Die Antragsgegnerin ist dem entgegen getreten. Die Beigeladene hat keine Stellungnahme abgegeben.
II.
Der Antrag der Antragstellerin gemäß § 118 Abs. 1 S. 3 GWB ist zurückzuweisen, denn ihre sofortige Beschwerde hat voraussichtlich keinen Erfolg.

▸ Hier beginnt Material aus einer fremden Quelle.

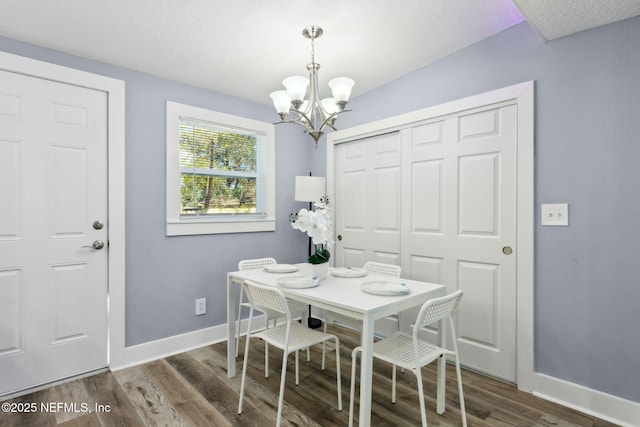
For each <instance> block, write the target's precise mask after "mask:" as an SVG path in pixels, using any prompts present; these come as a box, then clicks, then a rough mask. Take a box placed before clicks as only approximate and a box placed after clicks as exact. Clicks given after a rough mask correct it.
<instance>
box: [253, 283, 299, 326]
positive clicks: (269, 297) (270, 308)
mask: <svg viewBox="0 0 640 427" xmlns="http://www.w3.org/2000/svg"><path fill="white" fill-rule="evenodd" d="M242 285H243V286H244V290H245V292H246V294H247V297H248V298H249V304H251V306H253V307H256V308H258V309H260V308H262V307H264V308H268V309H271V310H275V311H277V312H280V313H282V314H283V315H286V316H287V320H291V312H290V311H289V305H288V304H287V301H286V299H285V296H284V294H283V293H282V291H281V290H280V289H278V288H274V287H273V286H263V285H259V284H257V283H253V282H251V281H249V280H245V281H244V283H243V284H242Z"/></svg>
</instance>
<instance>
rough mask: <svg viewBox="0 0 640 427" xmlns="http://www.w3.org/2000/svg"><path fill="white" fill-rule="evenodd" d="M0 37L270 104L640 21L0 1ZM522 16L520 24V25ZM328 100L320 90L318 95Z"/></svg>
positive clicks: (195, 5) (431, 10)
mask: <svg viewBox="0 0 640 427" xmlns="http://www.w3.org/2000/svg"><path fill="white" fill-rule="evenodd" d="M0 9H1V10H2V12H1V13H0V36H4V37H8V38H11V39H15V40H19V41H24V42H27V43H31V44H35V45H38V46H43V47H46V48H50V49H54V50H58V51H61V52H66V53H69V54H72V55H76V56H80V57H84V58H90V59H94V60H97V61H102V62H106V63H109V64H114V65H119V66H122V67H126V68H130V69H134V70H138V71H142V72H145V73H148V74H153V75H157V76H161V77H165V78H169V79H172V80H177V81H181V82H185V83H187V84H190V85H193V86H198V87H202V88H205V89H210V90H213V91H216V92H220V93H224V94H228V95H232V96H236V97H239V98H243V99H248V100H251V101H255V102H258V103H262V104H270V99H269V96H268V95H269V92H270V91H272V90H276V89H280V88H281V87H282V86H281V81H282V78H284V77H286V76H288V75H291V74H306V69H305V66H306V64H307V63H308V62H310V55H311V53H310V42H309V40H307V39H305V38H303V37H302V29H303V28H304V27H306V26H309V25H319V26H321V27H322V28H323V29H324V35H323V36H322V37H321V38H320V39H318V40H316V45H315V51H316V62H318V63H320V64H321V66H322V68H321V70H320V91H321V93H324V92H325V88H326V82H327V81H328V80H329V79H330V78H333V77H337V76H339V75H346V76H350V77H353V78H354V79H355V80H356V86H355V87H354V95H355V96H357V95H358V94H361V93H364V92H366V91H368V90H371V89H374V88H376V87H379V86H381V85H383V84H385V83H387V82H389V81H391V80H393V79H396V78H398V77H400V76H402V75H404V74H407V73H409V72H411V71H413V70H416V69H418V68H420V67H423V66H425V65H427V64H429V63H432V62H434V61H437V60H438V59H440V58H443V57H445V56H447V55H449V54H451V53H453V52H455V51H458V50H460V49H462V48H464V47H467V46H469V45H471V44H473V43H476V42H478V41H480V40H482V39H484V38H486V37H489V36H492V35H493V34H496V33H498V32H500V31H503V30H505V29H507V28H509V27H511V26H513V25H515V24H517V23H519V22H522V21H523V20H525V16H526V19H527V21H528V22H529V24H530V25H531V26H532V27H534V28H536V29H537V30H538V31H539V32H540V34H541V35H542V36H543V37H544V38H545V39H547V40H551V39H554V38H557V37H562V36H565V35H568V34H571V33H574V32H577V31H581V30H584V29H587V28H592V27H596V26H599V25H604V24H607V23H610V22H614V21H617V20H621V19H625V18H628V17H632V16H637V15H639V14H640V1H639V0H624V1H612V0H607V1H604V0H572V1H571V0H563V1H559V0H513V1H512V0H403V1H395V2H391V1H388V0H349V1H335V0H333V1H332V0H295V1H291V0H288V1H285V0H269V1H266V0H243V1H231V0H226V1H225V0H183V1H176V0H102V1H87V0H58V1H55V0H0ZM523 14H524V16H523ZM326 91H327V92H328V89H326Z"/></svg>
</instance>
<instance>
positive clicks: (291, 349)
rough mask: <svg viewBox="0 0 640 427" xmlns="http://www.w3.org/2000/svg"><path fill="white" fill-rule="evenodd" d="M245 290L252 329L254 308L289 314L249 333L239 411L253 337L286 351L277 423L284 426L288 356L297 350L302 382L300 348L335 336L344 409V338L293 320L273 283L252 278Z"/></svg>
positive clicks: (246, 347)
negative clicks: (308, 326)
mask: <svg viewBox="0 0 640 427" xmlns="http://www.w3.org/2000/svg"><path fill="white" fill-rule="evenodd" d="M243 287H244V288H245V292H246V294H247V296H248V298H249V305H250V312H249V331H251V320H252V319H253V314H254V309H255V310H258V309H259V310H261V311H262V309H263V308H268V309H271V310H274V311H277V312H279V313H281V314H282V315H283V316H285V317H286V319H287V321H286V323H281V324H279V325H276V326H274V327H272V328H269V329H263V330H262V331H259V332H254V333H251V332H249V334H248V335H247V340H246V343H245V349H244V362H243V364H242V382H241V384H240V401H239V403H238V414H241V413H242V402H243V398H244V387H245V382H246V376H247V361H248V359H249V342H250V341H251V338H259V339H262V340H264V341H265V342H266V343H268V344H270V345H273V346H275V347H277V348H280V349H281V350H282V351H283V356H282V371H281V374H280V396H279V398H278V416H277V423H276V426H280V422H281V418H282V403H283V401H284V386H285V377H286V373H287V359H288V358H289V355H290V354H291V353H294V352H295V355H296V357H295V359H296V385H298V384H299V375H298V367H299V360H298V350H301V349H303V348H309V346H312V345H315V344H319V343H324V342H325V341H328V340H334V341H335V346H336V382H337V390H338V410H340V411H342V385H341V377H340V341H339V340H338V337H337V336H335V335H332V334H327V333H324V332H320V331H317V330H315V329H310V328H307V327H306V326H303V325H302V324H300V323H298V322H295V321H292V319H291V311H290V310H289V306H288V304H287V301H286V299H285V297H284V294H283V293H282V291H281V290H280V289H278V288H275V287H272V286H262V285H258V284H256V283H252V282H250V281H245V282H244V284H243Z"/></svg>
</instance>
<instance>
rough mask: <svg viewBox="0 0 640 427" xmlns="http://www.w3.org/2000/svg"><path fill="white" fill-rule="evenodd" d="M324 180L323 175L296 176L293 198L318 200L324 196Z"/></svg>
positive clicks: (300, 200)
mask: <svg viewBox="0 0 640 427" xmlns="http://www.w3.org/2000/svg"><path fill="white" fill-rule="evenodd" d="M326 181H327V180H326V178H325V177H323V176H296V191H295V196H294V199H295V200H296V201H297V202H309V203H311V202H319V201H320V199H321V198H323V197H324V196H325V185H326Z"/></svg>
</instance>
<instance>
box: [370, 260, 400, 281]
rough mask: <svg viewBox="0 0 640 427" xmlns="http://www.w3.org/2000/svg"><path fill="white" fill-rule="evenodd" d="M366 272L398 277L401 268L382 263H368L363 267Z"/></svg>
mask: <svg viewBox="0 0 640 427" xmlns="http://www.w3.org/2000/svg"><path fill="white" fill-rule="evenodd" d="M364 269H365V271H366V272H368V273H371V274H379V275H380V276H388V277H400V272H401V268H400V266H399V265H394V264H385V263H382V262H375V261H368V262H367V263H365V265H364Z"/></svg>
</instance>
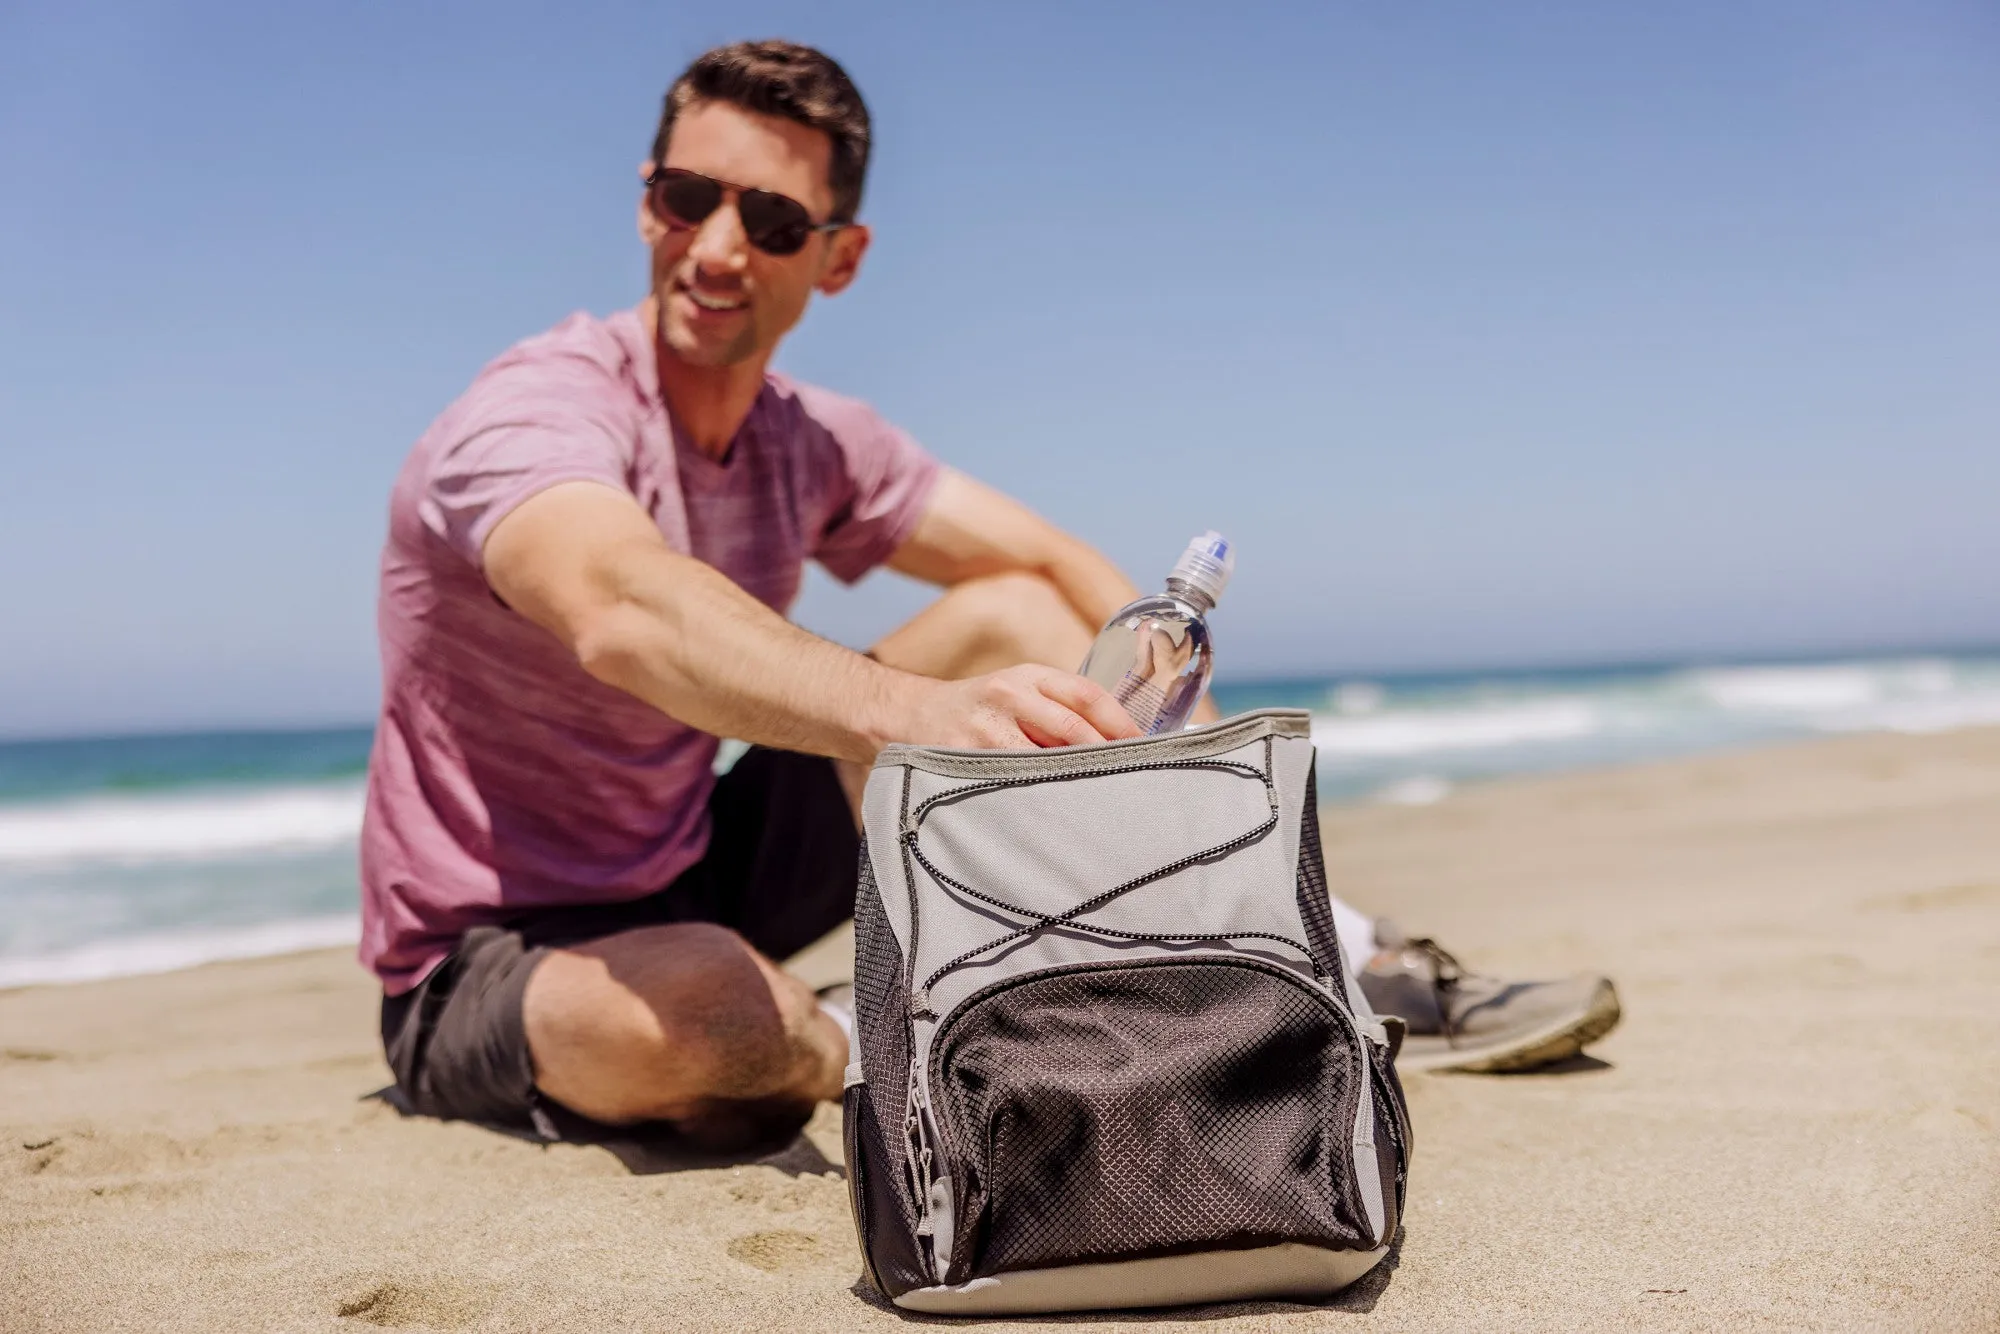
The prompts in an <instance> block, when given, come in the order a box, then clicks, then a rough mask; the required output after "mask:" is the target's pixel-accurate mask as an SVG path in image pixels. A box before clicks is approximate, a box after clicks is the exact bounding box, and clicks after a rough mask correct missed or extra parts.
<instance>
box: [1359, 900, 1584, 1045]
mask: <svg viewBox="0 0 2000 1334" xmlns="http://www.w3.org/2000/svg"><path fill="white" fill-rule="evenodd" d="M1376 946H1378V950H1376V956H1374V958H1372V960H1368V968H1364V970H1362V976H1360V984H1362V994H1364V996H1366V998H1368V1004H1370V1006H1374V1010H1376V1014H1382V1016H1396V1018H1400V1020H1402V1022H1404V1024H1406V1026H1408V1030H1406V1034H1404V1040H1402V1050H1400V1052H1398V1054H1396V1068H1398V1070H1480V1072H1502V1070H1532V1068H1534V1066H1546V1064H1550V1062H1556V1060H1568V1058H1570V1056H1576V1054H1578V1052H1582V1050H1584V1046H1586V1044H1588V1042H1596V1040H1598V1038H1602V1036H1604V1034H1608V1032H1610V1030H1612V1028H1616V1026H1618V990H1616V988H1614V986H1612V980H1610V978H1596V976H1574V978H1564V980H1560V982H1504V980H1500V978H1486V976H1480V974H1476V972H1466V968H1464V966H1460V962H1458V960H1456V958H1452V954H1450V952H1448V950H1444V948H1442V946H1440V944H1438V942H1436V940H1428V938H1424V936H1414V938H1412V936H1404V934H1402V932H1400V930H1398V928H1396V924H1394V922H1388V920H1380V922H1376Z"/></svg>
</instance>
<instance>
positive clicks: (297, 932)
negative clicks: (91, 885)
mask: <svg viewBox="0 0 2000 1334" xmlns="http://www.w3.org/2000/svg"><path fill="white" fill-rule="evenodd" d="M356 940H360V918H356V916H354V914H342V916H320V918H292V920H284V922H260V924H258V926H238V928H216V930H184V932H160V934H152V936H128V938H124V940H98V942H94V944H86V946H78V948H74V950H62V952H56V954H42V956H28V958H0V988H6V986H46V984H50V982H96V980H100V978H124V976H136V974H146V972H172V970H176V968H192V966H196V964H214V962H222V960H230V958H262V956H266V954H296V952H298V950H324V948H330V946H342V944H354V942H356Z"/></svg>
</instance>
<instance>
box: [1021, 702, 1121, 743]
mask: <svg viewBox="0 0 2000 1334" xmlns="http://www.w3.org/2000/svg"><path fill="white" fill-rule="evenodd" d="M1014 722H1016V724H1018V726H1020V730H1022V732H1026V734H1028V740H1032V742H1034V744H1036V746H1088V744H1090V742H1100V740H1104V736H1100V734H1098V730H1096V726H1092V724H1090V722H1088V720H1086V718H1082V716H1080V714H1076V712H1074V710H1070V708H1068V706H1064V704H1060V702H1058V700H1054V698H1050V696H1046V694H1038V692H1032V690H1030V692H1028V694H1026V696H1024V698H1022V702H1020V706H1018V708H1016V712H1014Z"/></svg>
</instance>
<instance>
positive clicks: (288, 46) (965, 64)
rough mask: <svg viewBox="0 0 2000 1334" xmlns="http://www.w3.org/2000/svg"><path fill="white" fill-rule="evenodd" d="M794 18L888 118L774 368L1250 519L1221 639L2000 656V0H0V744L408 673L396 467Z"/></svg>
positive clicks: (1269, 659) (279, 710) (1049, 513)
mask: <svg viewBox="0 0 2000 1334" xmlns="http://www.w3.org/2000/svg"><path fill="white" fill-rule="evenodd" d="M766 34H784V36H796V38H802V40H810V42H818V44H822V46H826V48H828V50H830V52H832V54H836V56H838V58H840V60H842V62H844V64H846V66H848V70H850V72H852V74H854V78H856V82H858V84H860V86H862V92H864V94H866V96H868V100H870V106H872V110H874V116H876V130H878V156H876V166H874V174H872V180H870V190H868V202H866V216H868V220H870V222H872V224H874V226H876V248H874V252H872V256H870V264H868V270H866V272H864V276H862V282H860V284H858V286H856V288H854V290H852V292H848V294H846V296H842V298H838V300H836V302H824V304H820V306H818V308H814V312H810V314H808V318H806V322H804V326H802V328H800V332H798V334H796V336H794V340H792V342H790V344H788V346H786V350H784V352H782V358H780V364H784V366H786V368H788V370H792V372H794V374H800V376H804V378H808V380H818V382H824V384H830V386H834V388H840V390H846V392H854V394H860V396H864V398H870V400H872V402H874V404H876V406H878V408H882V410H884V412H888V414H890V416H892V418H896V420H898V422H902V424H906V426H908V428H910V430H914V432H916V434H918V436H920V438H922V440H924V442H926V444H930V446H932V448H934V450H936V452H938V454H942V456H944V458H946V460H948V462H952V464H956V466H960V468H964V470H968V472H972V474H976V476H982V478H986V480H990V482H996V484H998V486H1002V488H1006V490H1012V492H1014V494H1018V496H1022V498H1026V500H1028V502H1032V504H1034V506H1038V508H1040V510H1042V512H1046V514H1050V516H1052V518H1056V520H1058V522H1062V524H1066V526H1070V528H1074V530H1078V532H1082V534H1086V536H1090V538H1092V540H1096V542H1098V544H1100V546H1102V548H1104V550H1108V552H1110V554H1112V556H1114V558H1116V560H1120V564H1124V566H1126V568H1128V570H1130V572H1132V574H1134V576H1136V578H1140V582H1154V580H1156V578H1158V576H1160V574H1164V568H1166V564H1170V560H1172V558H1174V554H1176V552H1178V548H1180V544H1182V542H1184V540H1186V536H1188V534H1190V532H1196V530H1200V528H1208V526H1216V528H1222V530H1226V532H1230V534H1232V536H1234V538H1236V542H1238V548H1240V564H1238V582H1236V586H1234V588H1232V590H1230V596H1228V598H1226V602H1224V606H1222V610H1220V612H1218V664H1220V672H1222V674H1224V676H1238V678H1244V676H1254V674H1280V672H1318V670H1334V668H1342V670H1350V668H1352V670H1366V668H1394V666H1474V664H1528V662H1580V660H1630V658H1672V656H1690V654H1692V656H1706V654H1730V656H1758V654H1766V656H1768V654H1796V652H1814V650H1846V648H1868V646H1906V644H1950V642H1996V640H2000V598H1996V574H1994V572H1996V570H2000V524H1996V522H1994V514H1992V512H1994V502H1996V496H2000V448H1996V446H2000V372H1996V370H1994V366H1996V364H2000V248H1996V246H1994V238H1996V236H2000V80H1994V76H1992V72H1994V68H2000V64H1996V62H2000V16H1996V10H1994V8H1992V6H1988V4H1924V2H1900V4H1838V2H1810V4H1748V6H1746V4H1676V6H1590V4H1510V6H1488V4H1436V6H1326V4H1298V6H1288V4H1230V6H1216V4H1188V6H1176V4H1154V6H1076V4H996V6H938V4H910V6H872V4H846V6H818V4H796V6H784V4H730V6H712V8H706V10H704V8H696V6H660V4H572V6H562V8H560V10H558V8H556V6H518V4H498V2H484V4H422V6H412V4H338V6H336V4H284V6H274V4H122V2H120V4H86V2H76V0H70V2H64V4H50V2H46V0H12V4H6V6H0V462H4V472H0V478H4V480H0V568H4V570H6V576H4V580H0V734H24V732H70V730H102V728H144V726H206V724H226V722H242V724H262V722H294V720H298V722H306V720H350V718H366V716H368V714H370V710H372V704H374V682H376V666H374V612H372V602H374V562H376V552H378V544H380V534H382V514H384V500H386V492H388V484H390V478H392V476H394V472H396V466H398V464H400V460H402V456H404V452H406V450H408V446H410V442H412V440H414V438H416V436H418V434H420V432H422V428H424V426H426V422H428V420H430V418H432V416H434V414H436V412H438V410H440V408H444V404H446V402H448V400H450V398H452V396H454V394H458V390H460V388H462V386H464V384H466V380H468V378H470V376H472V372H474V370H476V368H478V366H480V364H482V362H486V360H488V358H490V356H494V354H496V352H500V350H502V348H504V346H508V344H510V342H514V340H516V338H522V336H526V334H532V332H536V330H540V328H546V326H548V324H552V322H556V320H558V318H562V316H564V314H568V312H570V310H578V308H586V310H598V312H604V310H612V308H618V306H626V304H632V302H634V300H636V298H638V296H640V294H642V278H644V266H642V252H640V248H638V242H636V240H634V234H632V210H634V200H636V194H634V166H636V162H638V158H640V156H642V154H644V150H646V144H648V140H650V134H652V122H654V118H656V112H658V98H660V94H662V90H664V86H666V84H668V82H670V78H672V76H674V74H676V72H678V68H680V66H682V64H684V62H686V60H688V58H690V56H692V54H696V52H698V50H702V48H704V46H710V44H714V42H722V40H730V38H738V36H766ZM918 604H920V592H918V590H912V588H908V586H896V582H894V580H888V578H878V580H872V582H870V584H866V586H862V588H860V590H858V592H840V590H834V588H830V586H826V584H824V582H822V584H814V586H812V588H810V592H808V596H806V600H804V604H802V608H800V618H802V620H804V622H806V624H810V626H814V628H820V630H822V632H828V634H832V636H836V638H844V640H848V642H866V640H868V638H872V636H874V634H878V632H882V630H886V628H888V626H890V624H894V620H896V618H898V616H902V614H906V612H908V610H912V608H914V606H918Z"/></svg>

Der Vorwurf der Antragstellerin, die Beigeladene habe in ihrem Angebot nicht die von ihr kalkulierten und geforderten Preise angegeben (§ 21 Nr. 1 Abs. 1 S. 1 VOL/A 2006), was zum Ausschluss des Angebotes führe (§ 25 Nr. 1 Abs. 1 lit. a) VOL/A 2006), trifft nicht zu. Die Beigeladene hat in ihrem Angebot die Preise so angegeben, wie sie sie auch kalkuliert hat. Die von der Antragstellerin gerügten Differenzen zwischen den Angebotspreisen und den sich aus den auf Anforderung der Antragsgegnerin nachgereichten Kalkulationsbögen ergebenden Beträgen sind rundungsbedingt. In sämtlichen vom Bieter auszufüllenden Bögen (mit dem Angebot einzureichende Berechnung des kalkulierten Stundenverrechnungssatzes, Angebotspreise, nachgereichte Kalkulation) waren die auszufüllenden Nachkommastellen auf zwei begrenzt, und zwar sowohl in den Vordersätzen als auch in den Gesamtbeträgen. Das führte bei der Multiplikation mit gleichfalls "krummen" Zahlen naturgemäß zu Rundungsdifferenzen, wenn intern zunächst mit den "genauen" Zahlen (also Zahlen, die mehr als zwei Nachkommastellen aufweisen) weitergerechnet und erst zum Schluss gegebenenfalls eine Rundung vorgenommen wird. So ist es z.B. zu erklären, dass der Angebotspreis für bestimmte Leistungen mit 1.046,40 € endet, während eine Multiplikation von Einsatzstunden und Stundenverrechnungssatz/Einsatzstunde 1.046,41 € ergibt. Das ist hinzunehmen.
III.
Einer Kostenentscheidung bedarf die Entscheidung nicht.
Die Antragstellerin mag bis zum 13. September 2010 mitteilen, ob sie ihre sofortige Beschwerde aufrecht erhält.